In case you missed it, I'll say it again. If you perform the behavior (smoking opium, shooting up heroin, get drunk, whatever) and your body doesn't get the opioid flush, then your body unlearns the addiction. For alcoholism, most patients regain the upper hand on their urges after two or three weeks, and can drink socially without fear of overdrinking or going on a binge after about three months. For this to occur, however, the person MUST perform their addictive behavior, and it works best if they perform their habits when and where they normally do.
There is a lot of information about this. If you're interested, the best place to start is probably the Wikipedia entry on the Sinclair Method.
Wake up - the future is arriving faster than you think.
I used a morphine derivative for eight days after an auto-accident and did not become addicted. In fact, I wanted off, because it made me too sleepy.
I agree with what you said.
However, this doesn't seem right to me:
"It would have been nice if having a president who's a former alcoholic could have led to some honest dialog..."

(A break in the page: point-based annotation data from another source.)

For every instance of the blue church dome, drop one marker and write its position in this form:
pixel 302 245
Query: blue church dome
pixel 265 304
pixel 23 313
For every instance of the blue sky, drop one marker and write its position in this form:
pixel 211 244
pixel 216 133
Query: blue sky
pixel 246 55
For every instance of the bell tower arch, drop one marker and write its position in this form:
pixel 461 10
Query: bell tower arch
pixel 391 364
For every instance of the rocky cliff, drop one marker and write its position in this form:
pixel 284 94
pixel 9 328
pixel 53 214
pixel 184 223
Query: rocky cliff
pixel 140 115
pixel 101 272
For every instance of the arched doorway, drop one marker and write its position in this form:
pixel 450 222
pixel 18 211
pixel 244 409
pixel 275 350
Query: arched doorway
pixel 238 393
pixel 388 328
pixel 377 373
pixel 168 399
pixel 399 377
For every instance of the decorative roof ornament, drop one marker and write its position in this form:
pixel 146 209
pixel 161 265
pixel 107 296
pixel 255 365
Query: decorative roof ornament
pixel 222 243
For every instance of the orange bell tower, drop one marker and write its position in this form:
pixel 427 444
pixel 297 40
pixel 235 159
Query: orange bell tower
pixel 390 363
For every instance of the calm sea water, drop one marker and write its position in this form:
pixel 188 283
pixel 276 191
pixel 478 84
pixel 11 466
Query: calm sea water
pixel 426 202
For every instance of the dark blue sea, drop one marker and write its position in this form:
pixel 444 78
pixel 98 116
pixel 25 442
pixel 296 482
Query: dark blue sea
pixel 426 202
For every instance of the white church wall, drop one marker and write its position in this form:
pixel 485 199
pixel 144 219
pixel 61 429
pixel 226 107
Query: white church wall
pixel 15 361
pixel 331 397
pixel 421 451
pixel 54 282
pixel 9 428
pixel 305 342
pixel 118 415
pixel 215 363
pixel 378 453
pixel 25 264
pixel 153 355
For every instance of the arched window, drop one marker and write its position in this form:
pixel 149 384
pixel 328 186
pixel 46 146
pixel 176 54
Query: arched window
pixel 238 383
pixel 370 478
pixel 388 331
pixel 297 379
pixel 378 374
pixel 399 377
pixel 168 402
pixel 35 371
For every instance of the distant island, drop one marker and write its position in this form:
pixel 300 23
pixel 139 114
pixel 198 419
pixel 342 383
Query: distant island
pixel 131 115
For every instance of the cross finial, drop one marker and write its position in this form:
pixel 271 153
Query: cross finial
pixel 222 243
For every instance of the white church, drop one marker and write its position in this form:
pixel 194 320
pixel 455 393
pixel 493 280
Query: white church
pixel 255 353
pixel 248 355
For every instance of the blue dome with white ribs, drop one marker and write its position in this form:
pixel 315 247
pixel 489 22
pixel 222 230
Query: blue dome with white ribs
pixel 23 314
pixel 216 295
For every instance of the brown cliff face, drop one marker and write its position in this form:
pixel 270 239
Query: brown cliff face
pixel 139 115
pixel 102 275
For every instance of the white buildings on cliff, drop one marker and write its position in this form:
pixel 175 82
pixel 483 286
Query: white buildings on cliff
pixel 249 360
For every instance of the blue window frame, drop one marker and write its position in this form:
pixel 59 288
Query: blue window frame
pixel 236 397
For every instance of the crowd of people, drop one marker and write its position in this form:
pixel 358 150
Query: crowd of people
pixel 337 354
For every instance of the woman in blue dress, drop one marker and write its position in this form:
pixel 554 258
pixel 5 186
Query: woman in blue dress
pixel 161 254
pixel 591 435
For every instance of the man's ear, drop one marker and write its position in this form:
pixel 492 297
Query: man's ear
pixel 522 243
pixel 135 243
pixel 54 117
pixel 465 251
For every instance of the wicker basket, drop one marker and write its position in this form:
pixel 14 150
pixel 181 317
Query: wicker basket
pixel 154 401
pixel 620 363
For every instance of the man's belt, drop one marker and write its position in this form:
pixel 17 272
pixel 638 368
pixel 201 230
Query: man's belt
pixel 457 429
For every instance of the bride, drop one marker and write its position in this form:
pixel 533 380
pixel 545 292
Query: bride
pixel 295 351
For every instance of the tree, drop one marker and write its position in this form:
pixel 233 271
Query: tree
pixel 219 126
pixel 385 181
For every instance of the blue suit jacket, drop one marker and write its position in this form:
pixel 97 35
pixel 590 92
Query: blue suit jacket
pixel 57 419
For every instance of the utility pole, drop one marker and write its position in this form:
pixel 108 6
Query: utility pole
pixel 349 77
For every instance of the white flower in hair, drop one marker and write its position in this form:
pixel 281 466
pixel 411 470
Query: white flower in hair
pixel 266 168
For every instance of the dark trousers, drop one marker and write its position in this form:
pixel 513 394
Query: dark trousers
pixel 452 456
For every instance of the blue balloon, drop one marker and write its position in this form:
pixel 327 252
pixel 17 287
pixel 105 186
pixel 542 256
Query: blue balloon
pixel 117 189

George W. Bush is not a former alcoholic. Once an alcoholic, always an alcoholic. His behavior is exactly what can be expected from an alcoholic: He is dishonest, violent (Iraq war), avoids being analytical, and is often disrespectful and anti-social (as in calling Russian President Vladimir Putin "Pooty-poot").
Tramadol based on my recreational experience can be a very effective drug. It should be noted however that I have never used doses in excess of 100mg. I also use many nootropic (racetam) related drugs that are effective at preventing seizures. In fact some studies suggest that racetam drugs can prevent narcotic addiction. It's certainly more week than other narcotics (if you can even call it a narcotic) suggesting the link between euforia and effectivness. It's OCT in many countries.
Tramadol binds to the mu and kappa opioid receptors, so it's definately a narcotic. It is a racemic mixture, and the non-analgesic stereoisomer is an anti-depressant, which is why it can cause serotonin syndrome. The seizures from tramadol are almost certain if you take imodium with it - that might give you a clue as to how that side effect works.